Hey, Siri #SOL22 18/31

(This memory came to me after reading Stacey’s slice about her son and Siri.)

He is maybe three when he discovers that the phone will converse with him. “Hey, Siri!” he says, and she always responds. Within minutes, they are best friends. She will answer any question, entertain any flight of fancy. “Would you like me to call you Alien?” she asks, and I swear her electronic voice sounds dubious. “Yes!” he agrees enthusiastically, so she does. (For years, my phone will continue to call my husband “Alien” because I can’t bring myself to change it.)

Phone in hand, Eric wanders away, chatting enthusiastically with the only one who is paying him any attention at all. We adults are in the other room, reminiscing about old times. The older kids are running about, screeching. The house is full: at least one dog, a cat, siblings, aunts, uncles, friends, grandparents. And it’s noisy – so noisy that no one really hears a three-year-old having a chat with his new electronic best friend. In fact, none of us really even know where he is until we decide to go out on the pontoon boat. “Have you seen Eric?” we ask. No. No. No. No one knows where he is.

Andre heads towards the back of the house, searching. As he passes through the living room, he hears an argument behind the couch. It sounds as though Siri is telling Eric he is being unreasonable. Just as Andre starts to chuckle, Siri stops playing around: “Ok,” she says, still with that dubious tone, “Dialing Emergency in three… two… one…” Andre lunges for the phone, but Siri is already dialing, and Andre manages to hang up just as the call goes through.

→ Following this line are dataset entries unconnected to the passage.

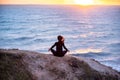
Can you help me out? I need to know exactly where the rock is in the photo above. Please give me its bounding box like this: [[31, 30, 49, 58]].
[[0, 49, 120, 80]]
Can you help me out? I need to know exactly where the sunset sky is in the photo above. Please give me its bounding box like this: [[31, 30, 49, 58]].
[[0, 0, 120, 5]]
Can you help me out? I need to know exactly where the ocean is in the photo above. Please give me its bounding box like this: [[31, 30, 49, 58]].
[[0, 5, 120, 72]]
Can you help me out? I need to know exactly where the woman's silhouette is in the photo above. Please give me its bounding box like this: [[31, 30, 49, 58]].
[[49, 35, 69, 57]]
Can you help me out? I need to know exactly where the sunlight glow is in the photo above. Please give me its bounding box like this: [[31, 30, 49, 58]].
[[75, 0, 94, 5]]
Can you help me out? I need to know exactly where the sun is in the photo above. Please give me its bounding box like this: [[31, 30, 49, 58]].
[[75, 0, 94, 5]]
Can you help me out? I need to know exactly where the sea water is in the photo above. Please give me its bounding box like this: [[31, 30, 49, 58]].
[[0, 5, 120, 71]]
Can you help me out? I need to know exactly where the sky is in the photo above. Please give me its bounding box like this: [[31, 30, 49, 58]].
[[0, 0, 120, 5]]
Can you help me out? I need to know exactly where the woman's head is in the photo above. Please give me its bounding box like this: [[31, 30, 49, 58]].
[[57, 35, 64, 42]]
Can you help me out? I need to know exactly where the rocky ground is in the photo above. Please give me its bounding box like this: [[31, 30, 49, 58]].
[[0, 49, 120, 80]]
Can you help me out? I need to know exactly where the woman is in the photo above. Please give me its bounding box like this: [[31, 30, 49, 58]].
[[49, 35, 69, 57]]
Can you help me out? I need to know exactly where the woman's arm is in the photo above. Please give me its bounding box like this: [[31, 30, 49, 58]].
[[63, 43, 69, 51], [48, 43, 56, 51]]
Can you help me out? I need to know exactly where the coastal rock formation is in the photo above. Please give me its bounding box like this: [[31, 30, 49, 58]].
[[0, 49, 120, 80]]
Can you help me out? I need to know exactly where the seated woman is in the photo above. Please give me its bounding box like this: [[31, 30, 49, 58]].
[[49, 35, 69, 57]]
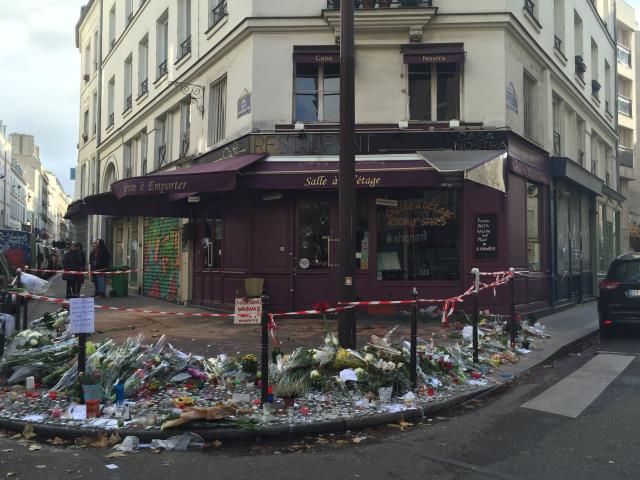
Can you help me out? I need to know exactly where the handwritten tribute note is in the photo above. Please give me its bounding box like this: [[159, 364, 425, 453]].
[[69, 298, 96, 333]]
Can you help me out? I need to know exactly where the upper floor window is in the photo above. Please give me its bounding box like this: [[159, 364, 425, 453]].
[[208, 75, 227, 145], [178, 0, 191, 59], [109, 3, 116, 48], [618, 44, 631, 68], [209, 0, 227, 28], [156, 11, 169, 78], [553, 0, 565, 53], [107, 76, 116, 127], [409, 63, 460, 121], [522, 71, 536, 139], [294, 63, 340, 122], [138, 35, 149, 97], [124, 0, 133, 25]]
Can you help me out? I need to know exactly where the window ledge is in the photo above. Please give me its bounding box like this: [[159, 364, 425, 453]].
[[204, 13, 229, 40], [522, 8, 542, 33], [153, 72, 169, 85], [173, 50, 191, 68], [553, 47, 569, 67]]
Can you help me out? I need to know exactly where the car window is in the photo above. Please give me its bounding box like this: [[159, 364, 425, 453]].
[[607, 260, 640, 282]]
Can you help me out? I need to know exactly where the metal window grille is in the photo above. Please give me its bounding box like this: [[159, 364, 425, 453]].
[[209, 77, 227, 145]]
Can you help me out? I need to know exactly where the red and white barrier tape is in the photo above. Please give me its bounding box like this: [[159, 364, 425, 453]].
[[24, 268, 142, 275]]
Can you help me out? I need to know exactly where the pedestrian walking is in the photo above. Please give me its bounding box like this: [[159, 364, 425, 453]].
[[89, 239, 111, 298], [62, 243, 84, 299]]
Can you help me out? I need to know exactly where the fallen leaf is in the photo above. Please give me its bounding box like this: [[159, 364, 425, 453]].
[[22, 423, 36, 440], [104, 452, 127, 458]]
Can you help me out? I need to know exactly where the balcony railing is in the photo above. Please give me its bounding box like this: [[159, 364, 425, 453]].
[[327, 0, 433, 10], [158, 58, 167, 78], [138, 78, 149, 97], [618, 145, 634, 168], [553, 132, 562, 157], [618, 95, 633, 117], [180, 35, 191, 58], [158, 145, 167, 168], [209, 0, 227, 28]]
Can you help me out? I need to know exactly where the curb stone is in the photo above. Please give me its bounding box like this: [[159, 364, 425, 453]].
[[0, 330, 598, 443]]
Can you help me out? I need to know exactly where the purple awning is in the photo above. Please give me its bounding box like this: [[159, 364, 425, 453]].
[[111, 155, 264, 199], [402, 43, 466, 64], [241, 154, 442, 190]]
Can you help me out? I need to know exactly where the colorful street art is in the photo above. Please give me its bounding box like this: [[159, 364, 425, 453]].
[[143, 218, 180, 303]]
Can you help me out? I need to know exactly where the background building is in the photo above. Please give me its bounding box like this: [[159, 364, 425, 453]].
[[71, 0, 624, 308]]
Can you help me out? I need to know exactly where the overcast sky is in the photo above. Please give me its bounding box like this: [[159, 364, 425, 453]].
[[0, 0, 86, 195]]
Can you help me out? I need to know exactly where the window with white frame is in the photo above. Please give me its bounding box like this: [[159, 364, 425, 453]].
[[156, 113, 170, 168], [156, 10, 169, 78], [107, 76, 116, 127], [180, 97, 191, 158], [522, 70, 536, 139], [177, 0, 191, 59], [123, 54, 133, 112], [122, 141, 133, 178], [138, 129, 148, 175], [124, 0, 133, 25], [109, 2, 116, 49], [408, 63, 460, 121], [294, 63, 340, 122], [209, 0, 227, 28], [208, 75, 227, 145], [553, 0, 565, 53], [138, 35, 149, 97]]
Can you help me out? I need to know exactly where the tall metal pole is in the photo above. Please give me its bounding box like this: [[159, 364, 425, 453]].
[[338, 0, 356, 348]]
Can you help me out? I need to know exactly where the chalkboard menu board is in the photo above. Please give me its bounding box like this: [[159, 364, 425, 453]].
[[475, 213, 498, 260]]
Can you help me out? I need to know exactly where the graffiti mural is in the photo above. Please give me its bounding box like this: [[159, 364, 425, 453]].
[[143, 218, 180, 302]]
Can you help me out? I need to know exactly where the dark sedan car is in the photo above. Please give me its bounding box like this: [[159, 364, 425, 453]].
[[598, 253, 640, 334]]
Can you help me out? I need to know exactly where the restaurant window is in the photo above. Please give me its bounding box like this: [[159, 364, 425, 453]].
[[294, 63, 340, 122], [527, 182, 540, 272], [377, 190, 460, 280], [409, 63, 460, 121], [297, 201, 331, 270], [206, 215, 223, 268]]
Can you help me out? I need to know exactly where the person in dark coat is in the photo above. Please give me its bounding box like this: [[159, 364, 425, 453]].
[[62, 243, 84, 299], [89, 239, 111, 298]]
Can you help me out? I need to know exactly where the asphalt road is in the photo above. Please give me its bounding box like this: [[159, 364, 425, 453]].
[[0, 330, 640, 480]]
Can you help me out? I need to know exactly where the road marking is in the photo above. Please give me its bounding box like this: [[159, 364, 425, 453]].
[[522, 354, 635, 418]]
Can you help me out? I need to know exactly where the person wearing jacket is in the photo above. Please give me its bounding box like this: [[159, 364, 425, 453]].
[[89, 239, 111, 298], [62, 243, 84, 299]]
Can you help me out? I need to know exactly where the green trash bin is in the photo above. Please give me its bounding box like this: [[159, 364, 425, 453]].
[[111, 265, 130, 297]]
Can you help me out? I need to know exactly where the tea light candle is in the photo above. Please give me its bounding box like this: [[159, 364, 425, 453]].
[[25, 377, 36, 390]]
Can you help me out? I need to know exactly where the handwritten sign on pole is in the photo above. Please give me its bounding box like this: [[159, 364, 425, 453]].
[[69, 298, 96, 333], [233, 298, 262, 325], [475, 213, 498, 260]]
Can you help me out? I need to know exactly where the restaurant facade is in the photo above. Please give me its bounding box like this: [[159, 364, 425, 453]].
[[67, 129, 551, 311]]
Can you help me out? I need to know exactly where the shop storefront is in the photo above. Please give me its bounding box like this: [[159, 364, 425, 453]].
[[66, 130, 551, 312]]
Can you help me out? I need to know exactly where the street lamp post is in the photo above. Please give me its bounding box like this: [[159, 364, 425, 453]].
[[338, 0, 356, 348]]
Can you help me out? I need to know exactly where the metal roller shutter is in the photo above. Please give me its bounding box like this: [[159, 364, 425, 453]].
[[143, 218, 180, 302]]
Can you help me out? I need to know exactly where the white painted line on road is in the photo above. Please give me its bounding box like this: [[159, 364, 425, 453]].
[[522, 354, 635, 418]]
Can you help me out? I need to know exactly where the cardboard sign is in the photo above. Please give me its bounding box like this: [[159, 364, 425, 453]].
[[69, 298, 96, 333], [475, 213, 498, 260], [233, 298, 262, 325]]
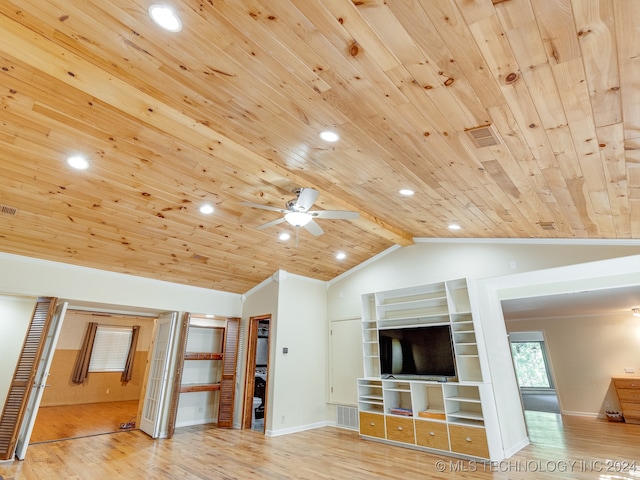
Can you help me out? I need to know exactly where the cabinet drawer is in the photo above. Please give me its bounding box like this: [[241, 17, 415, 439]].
[[360, 412, 384, 438], [613, 378, 640, 389], [616, 388, 640, 403], [385, 416, 416, 444], [620, 402, 640, 418], [449, 425, 489, 458], [415, 420, 449, 450]]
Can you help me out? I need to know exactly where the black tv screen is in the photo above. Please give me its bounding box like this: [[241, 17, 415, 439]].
[[378, 325, 456, 379]]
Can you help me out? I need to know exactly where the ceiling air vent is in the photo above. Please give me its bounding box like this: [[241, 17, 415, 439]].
[[465, 125, 500, 148], [538, 222, 556, 230], [191, 253, 209, 263], [0, 205, 18, 217]]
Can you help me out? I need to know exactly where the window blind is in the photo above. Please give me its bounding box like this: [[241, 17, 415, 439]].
[[89, 325, 133, 372]]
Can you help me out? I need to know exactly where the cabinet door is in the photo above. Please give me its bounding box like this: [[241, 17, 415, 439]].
[[385, 415, 416, 444], [360, 412, 384, 438], [449, 425, 489, 458], [415, 420, 449, 451]]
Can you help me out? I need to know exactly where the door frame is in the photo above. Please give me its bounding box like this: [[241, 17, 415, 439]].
[[241, 314, 273, 430]]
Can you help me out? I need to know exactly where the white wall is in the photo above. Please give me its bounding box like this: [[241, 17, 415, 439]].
[[0, 295, 36, 408], [0, 253, 242, 317], [0, 253, 242, 416], [270, 272, 328, 435], [328, 240, 640, 456]]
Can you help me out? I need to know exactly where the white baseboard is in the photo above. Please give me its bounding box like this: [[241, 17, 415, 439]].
[[264, 422, 331, 437]]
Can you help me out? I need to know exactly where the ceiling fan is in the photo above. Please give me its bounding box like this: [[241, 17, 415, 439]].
[[241, 188, 360, 236]]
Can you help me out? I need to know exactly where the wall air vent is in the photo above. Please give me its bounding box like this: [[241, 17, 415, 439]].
[[465, 125, 500, 148], [0, 205, 18, 217], [538, 222, 556, 230]]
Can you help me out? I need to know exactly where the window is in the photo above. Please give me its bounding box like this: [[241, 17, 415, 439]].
[[89, 325, 133, 372], [511, 341, 553, 388]]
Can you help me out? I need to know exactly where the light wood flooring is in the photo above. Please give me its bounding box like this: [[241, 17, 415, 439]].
[[30, 400, 138, 443], [0, 412, 640, 480]]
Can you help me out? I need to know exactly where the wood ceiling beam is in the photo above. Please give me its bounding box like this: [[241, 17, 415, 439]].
[[0, 15, 414, 246]]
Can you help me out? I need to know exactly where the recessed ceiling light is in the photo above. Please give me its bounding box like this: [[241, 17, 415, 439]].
[[320, 130, 340, 142], [149, 5, 182, 32], [67, 155, 89, 170], [200, 203, 214, 215]]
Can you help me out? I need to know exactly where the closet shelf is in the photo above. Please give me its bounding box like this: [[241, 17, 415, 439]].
[[180, 383, 220, 393], [184, 352, 222, 360]]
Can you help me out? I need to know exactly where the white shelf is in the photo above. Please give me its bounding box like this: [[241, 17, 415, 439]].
[[358, 279, 492, 458]]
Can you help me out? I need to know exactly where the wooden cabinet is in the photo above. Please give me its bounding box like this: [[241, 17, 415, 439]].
[[415, 419, 449, 450], [613, 377, 640, 424]]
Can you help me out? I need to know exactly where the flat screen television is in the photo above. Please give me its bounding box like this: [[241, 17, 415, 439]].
[[378, 325, 456, 381]]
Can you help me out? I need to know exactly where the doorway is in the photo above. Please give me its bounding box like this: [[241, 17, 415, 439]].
[[242, 315, 272, 433], [509, 331, 561, 414], [30, 309, 155, 444]]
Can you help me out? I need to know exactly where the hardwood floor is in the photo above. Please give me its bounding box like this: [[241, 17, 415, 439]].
[[30, 400, 138, 443], [0, 412, 640, 480]]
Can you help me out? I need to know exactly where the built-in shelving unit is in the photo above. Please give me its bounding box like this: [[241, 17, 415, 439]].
[[358, 279, 501, 459]]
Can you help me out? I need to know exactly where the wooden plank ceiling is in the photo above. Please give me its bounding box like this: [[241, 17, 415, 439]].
[[0, 0, 640, 292]]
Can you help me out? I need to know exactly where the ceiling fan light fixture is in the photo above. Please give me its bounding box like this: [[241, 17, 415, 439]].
[[284, 212, 311, 227], [67, 155, 89, 170], [200, 203, 214, 215], [149, 5, 182, 32]]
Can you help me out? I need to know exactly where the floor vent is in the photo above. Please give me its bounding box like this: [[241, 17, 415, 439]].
[[465, 125, 500, 148], [336, 405, 358, 430], [0, 205, 18, 216]]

Disaster averted, Andre begins to talk to Eric when the phone rings. It’s the emergency operator who informs this flustered father holding an unhappy toddler that she is supposed to send help to the address of the phone call if the call is terminated. Andre explains. He explains about Siri, about the crowd, the noise, the child. It’s early days with Siri, but the operator understands. She does not send an emergency vehicle. We scoop Eric up, change him into a swim diaper and whisk him away to the boat. He barely notices that his friend is gone.

To this day, Siri is disabled on my phone.